DOM DAR – Revolution/Stench of Decay! 7” (Elderberry Records)
Another 7” I recently borrowed from my brother’s singles collection. This was purchased via Spiral Objective in 1992. Anyone remember Spiral Objective? Of course you do. They were, in effect, the Australian version of Blacklist mailorder (the San Fran co. linked up to MRR… are they still going?), which meant for every young punker in the early ‘90s only one thing: a ton of cheap records within easy grasp of anyone with a letterbox and a bit of spare cash. God bless ‘em. So, then there’s this 33RPM two-tracker from Sweden’s Dom Dar…

It gets me wondering: why was this purchased? I think the catalogue description mentioned the Melvins and Dom Dar’s penchant for lumbering, dirge-y crust-punk. Sounded good to us, throw it in the pile. I’m glad the purchase was made. 13 years after the fact, this is still a ripper, and even more perfect when played at wall-shaking volume. The A-side sounds uncannily like BGK’s slower tracks from their amazing Nothing Can Go Wrogn! LP; kinda like a Discharge 78 played at 33 with a thick, Northern European accent grunting out grim verses like “How can you fight a faceless spirit / When nothing is in the light / Where truth is all hidden / Lies passed down generations” before that apocalyptic one-word chorus hits: “Revolution!”. I’ll be sure to play it at my next disco swing party. It’s long (no, I haven’t time it, but I’m guessing it’s up somewhere near the 6-7 minute mark), though never wears out its welcome. There’s a glorious mixture of heavy, low-end, slo-mo riffage – which never crosses over to the Metal zone – and twangy second guitar providing a killer hook in the verses. Things do get fast for a minute or two before collapsing under a sea of strange guitar effects. Flip it over.

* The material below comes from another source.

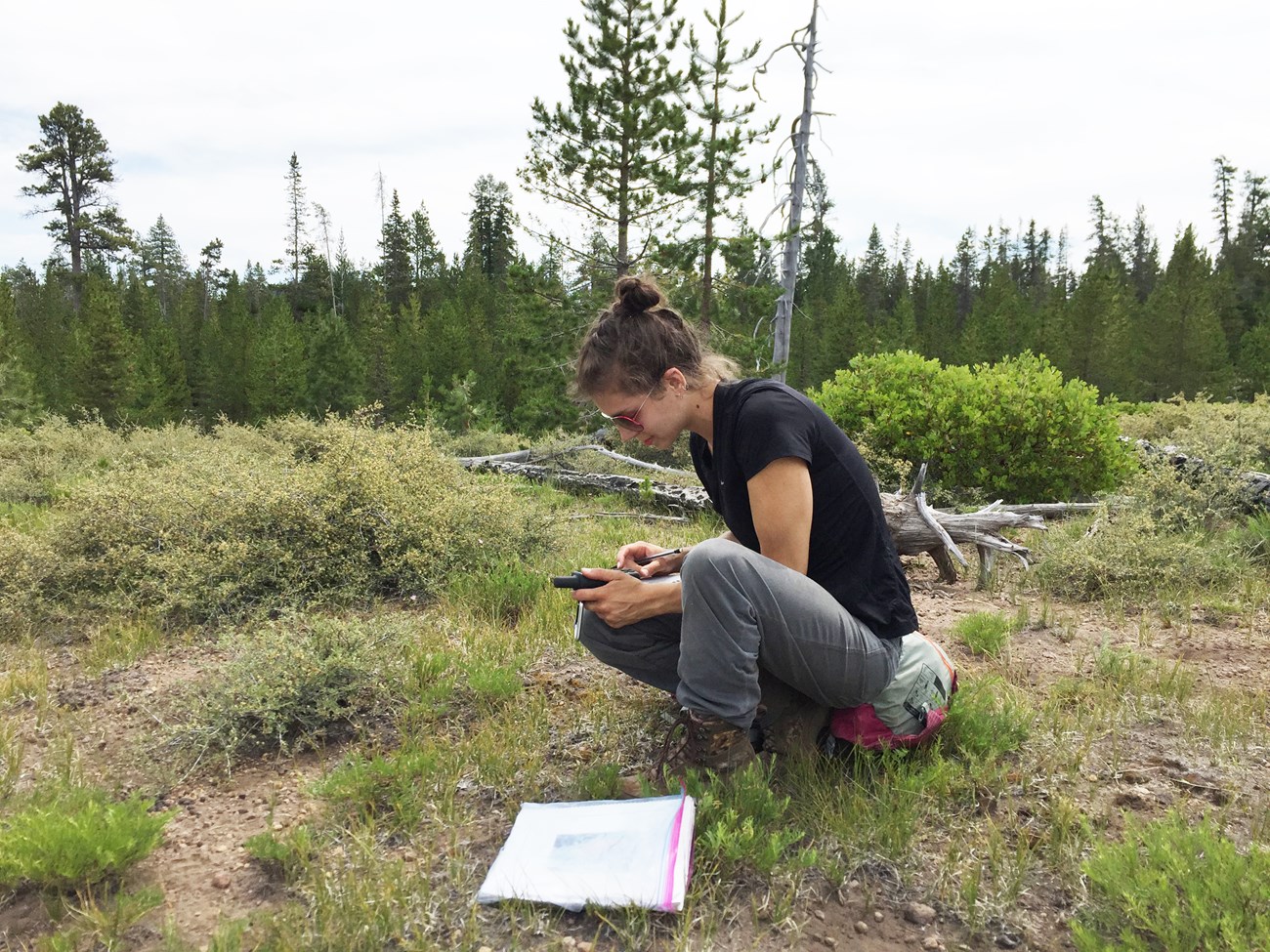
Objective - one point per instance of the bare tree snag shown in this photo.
(914, 525)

“Stench of Decay!”… don’t forget that exclamation mark! I might even prefer this to the A-side. The pace is up a notch, vocalist Ricke barks out his lines like a gargling Cal from Discharge and that riff! It almost approximate sa Bullhead-period Melvins recorded in a Scandinavian basement. I’ve said this before: I could give a fuck for the 7” format. I know there are folks out there who swear by it, but it’s not me. The pleasure, if there is one, is too fleeting and brief to be fully satisfying. In fact, they’re frustrating; if they’re bad, you find yourself never playing the thing again (and you can’t even get diddly-squat for it secondhand!), and if they’re good, like real good, like this Dom Dar disc, it only leaves you wanting more. Did Dom Dar ever release anything else? Beats me. “Crust-punk”, if you want to throw a term at it, is hardly a genre I’ve bothered investigating much at all in my life – barring Rudimentary Peni, Amebix and early Discharge – though I guess, just as those three bands showed, it’s got its little surprises which’ll just knock you out. I mean, fuck, an old Swedish crust 7” still flooring me in 2005? I can hardly believe it myself.